The term "acceptor protein" is the protein, whose 3D-structure is used to fit the identified epitope patterns and/or to fit the antibody binding sequences. Hence, the acceptor protein may e.g. be the parent protein or a part of it. "Monospecific polyclonal antibodies" are polyclonal antibodies that are specifically binding to a certain epitope, and hence are monospecific. The polyclonal nature of these antibodies is explained by the fact that a number of antibody-producing B-cell clones may produce antibodies to similar epitopes (but with the same epitope pattern as the epitope of interest), that bind to the epitope of interest, though with lower affinity. The term "immunogenic response" including allergic response, used in connection with the present invention, is the response of an organism to a compound, which involves IgE mediated responses (Type I reaction according to Coombs & Gell). It is to be understood that sensibilization (i.e. development of compound-specific IgE antibodies) upon exposure to the compound is included in the definition of "immunogenic response". An "epitope area" is defined as the amino acids situated close to the epitope sequence amino acids. Particularly, the amino acids of an epitope area are located <5A from the epitope sequence. Hence, an epitope area also includes the corresponding epitope sequence itself. Modifications of amino acids of the 'epitope area' can possibly affect the immunogenic function of the corresponding epitope.

"Environmental allergens" are protein allergens that are present naturally. They include pollen, dust mite allergens, pet allergens, food allergens, venoms, etc.

"Commercial allergens" are protein allergens that are being brought to the market commercially. They include enzymes, pharmaceutical proteins, antimicrobial peptides, as well as allergens of transgenic plants.

By the term "specific polyclonal antibodies" is meant polyclonal antibodies isolated according to their specificity for a certain antigen, e.g. the protein backbone.

DETAILED DESCRIPTION OF THE INVENTION

Identification of antibody binding peptides and epitope pattern

A first step required to carry out the present invention is to identify peptide sequences, which bind specifically to antibodies.
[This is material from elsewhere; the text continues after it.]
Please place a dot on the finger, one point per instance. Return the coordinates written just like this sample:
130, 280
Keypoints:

Antibody binding peptide sequences can be found by testing a set of known peptide sequences for binding to antibodies raised against the donor protein. These sequences are typically selected, such that each represents a segment of the donor protein sequence (Mol. Immunol., 1992, vol. 29, pp.1383-1389; Am. J. Resp. Cell. Mol. Biol. 2000, vol. 22, pp. 344- 351). Also, randomized synthetic peptide libraries can be used to find antibody binding sequences (Slootstra et al; Molecular Diversity, 1996, vol. 2, pp. 156-164). In a particular method, the identification of antibody binding sequences may be achieved by screening a display package library, particularly a phage display library. The principle behind phage display is that a heterologous DNA sequence can be inserted in the gene coding for a coat protein of the phage (WO 92/15679). The phage will make and display the hybrid protein on its surface where it can interact with specific target agents. Such target agent may be antigen-specific antibodies. It is therefore possible to select specific phages that display antibody-binding peptide sequences. The displayed peptides can be of predetermined lengths, for example 9 amino acids long, with randomized sequences, resulting in a random peptide display package library. Thus, by screening for antibody binding, one can isolate the peptide sequences that have sufficiently high affinity for the particular antibody used. The pep- tides of the hybrid proteins of the specific phages which bind protein-specific antibodies characterize epitopes that are recognized by the immune system.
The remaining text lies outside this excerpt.